As Jones explains in more detail in the video below, a Class D amplifier has been applied to the UB5’s 5″ bass driver whilst a less powerful Class A/B amplifier unit drives the 1″ tweeter and 4″ mid cone.
The video is ten minutes long and yes, it’s an edited version. What started as a simple exposition on how Jones had activated his UB5 standmount soon morphed into a more philosophical discussion on the pros and cons of going active with your loudspeaker choice. Worth keeping in mind is that the active version, here at least, is closer to the sound which “the designer intended”.
Make a cuppa, sit down and watch – I promise you it’s worth your time:
“I just want to go to my computer or server and play music – I don’t care about anything else”. That’s who the active Uni-Fi UB5 is aimed at. For the guy/gal who hasn’t been swallowed by their own gear lust. The guy/gal who is more into music that geeking out on spec sheets. Music like Talking Heads, Islands, JAMC and The Rolling Stones.
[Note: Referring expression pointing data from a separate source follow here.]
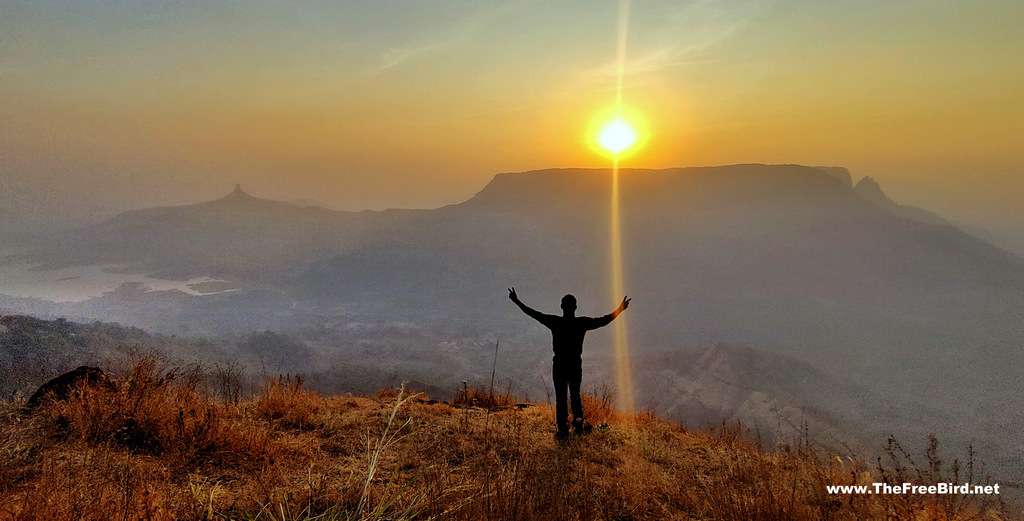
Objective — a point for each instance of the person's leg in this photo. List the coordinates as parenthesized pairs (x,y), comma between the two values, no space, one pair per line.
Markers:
(578,418)
(561,409)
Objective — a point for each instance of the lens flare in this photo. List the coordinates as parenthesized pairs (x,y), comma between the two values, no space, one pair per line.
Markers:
(616,137)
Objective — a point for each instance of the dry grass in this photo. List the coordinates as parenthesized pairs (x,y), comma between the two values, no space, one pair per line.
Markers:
(161,449)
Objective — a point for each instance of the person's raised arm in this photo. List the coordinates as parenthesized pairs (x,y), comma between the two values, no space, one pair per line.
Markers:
(601,321)
(535,314)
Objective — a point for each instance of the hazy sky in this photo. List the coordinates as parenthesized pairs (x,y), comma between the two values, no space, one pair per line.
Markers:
(107,105)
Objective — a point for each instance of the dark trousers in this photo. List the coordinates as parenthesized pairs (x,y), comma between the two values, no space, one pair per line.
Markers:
(567,378)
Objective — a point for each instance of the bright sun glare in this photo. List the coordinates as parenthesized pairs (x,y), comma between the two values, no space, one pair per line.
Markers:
(616,137)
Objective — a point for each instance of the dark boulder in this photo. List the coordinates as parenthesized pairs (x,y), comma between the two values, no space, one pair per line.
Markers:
(60,388)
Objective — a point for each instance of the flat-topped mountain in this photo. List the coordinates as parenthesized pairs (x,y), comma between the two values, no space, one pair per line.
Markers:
(799,261)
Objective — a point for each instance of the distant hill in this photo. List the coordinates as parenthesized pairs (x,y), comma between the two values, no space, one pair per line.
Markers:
(795,260)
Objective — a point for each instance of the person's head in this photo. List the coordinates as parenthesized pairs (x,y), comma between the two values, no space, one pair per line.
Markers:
(568,304)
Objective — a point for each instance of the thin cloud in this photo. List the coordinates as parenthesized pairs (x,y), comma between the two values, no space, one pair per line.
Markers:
(470,27)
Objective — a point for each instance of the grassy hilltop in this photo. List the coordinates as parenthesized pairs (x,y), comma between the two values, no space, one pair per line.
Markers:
(169,444)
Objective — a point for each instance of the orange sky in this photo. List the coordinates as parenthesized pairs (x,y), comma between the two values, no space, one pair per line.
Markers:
(373,104)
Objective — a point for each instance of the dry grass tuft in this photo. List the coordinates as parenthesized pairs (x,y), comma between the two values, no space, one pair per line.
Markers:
(160,448)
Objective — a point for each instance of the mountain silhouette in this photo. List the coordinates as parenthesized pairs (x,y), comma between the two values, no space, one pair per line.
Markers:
(788,258)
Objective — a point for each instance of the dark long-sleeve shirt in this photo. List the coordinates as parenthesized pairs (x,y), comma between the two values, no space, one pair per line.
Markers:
(567,333)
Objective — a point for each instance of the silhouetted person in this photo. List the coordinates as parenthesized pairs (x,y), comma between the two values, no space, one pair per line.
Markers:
(567,332)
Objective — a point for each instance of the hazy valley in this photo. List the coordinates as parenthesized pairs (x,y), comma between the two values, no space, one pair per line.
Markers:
(786,297)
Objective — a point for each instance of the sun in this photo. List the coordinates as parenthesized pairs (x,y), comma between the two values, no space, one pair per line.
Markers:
(616,136)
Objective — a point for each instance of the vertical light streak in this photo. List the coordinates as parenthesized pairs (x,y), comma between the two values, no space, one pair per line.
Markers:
(624,373)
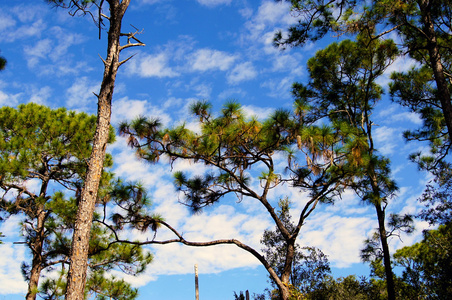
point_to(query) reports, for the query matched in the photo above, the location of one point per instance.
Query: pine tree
(48, 149)
(235, 148)
(342, 89)
(81, 237)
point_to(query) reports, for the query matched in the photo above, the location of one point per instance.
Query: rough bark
(37, 262)
(386, 255)
(80, 240)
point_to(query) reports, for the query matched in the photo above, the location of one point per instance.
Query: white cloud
(39, 51)
(401, 64)
(6, 99)
(259, 112)
(126, 109)
(41, 95)
(11, 278)
(242, 72)
(80, 94)
(387, 139)
(208, 59)
(212, 3)
(151, 65)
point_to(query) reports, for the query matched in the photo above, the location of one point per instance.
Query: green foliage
(233, 145)
(240, 151)
(51, 147)
(316, 19)
(310, 266)
(428, 264)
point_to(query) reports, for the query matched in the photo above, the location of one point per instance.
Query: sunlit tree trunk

Mark my words: the passive loudspeaker / amplifier box separation of the last four decades will eventually fall out of fashion (and for eminently good reasons). Active loudspeakers are the future of home audio, especially for those with a keen ear for pragmatism.
One final thought: ELAC’s UniFi range will also come in floorstanding and centre channel versions. No word yet on their possible activation.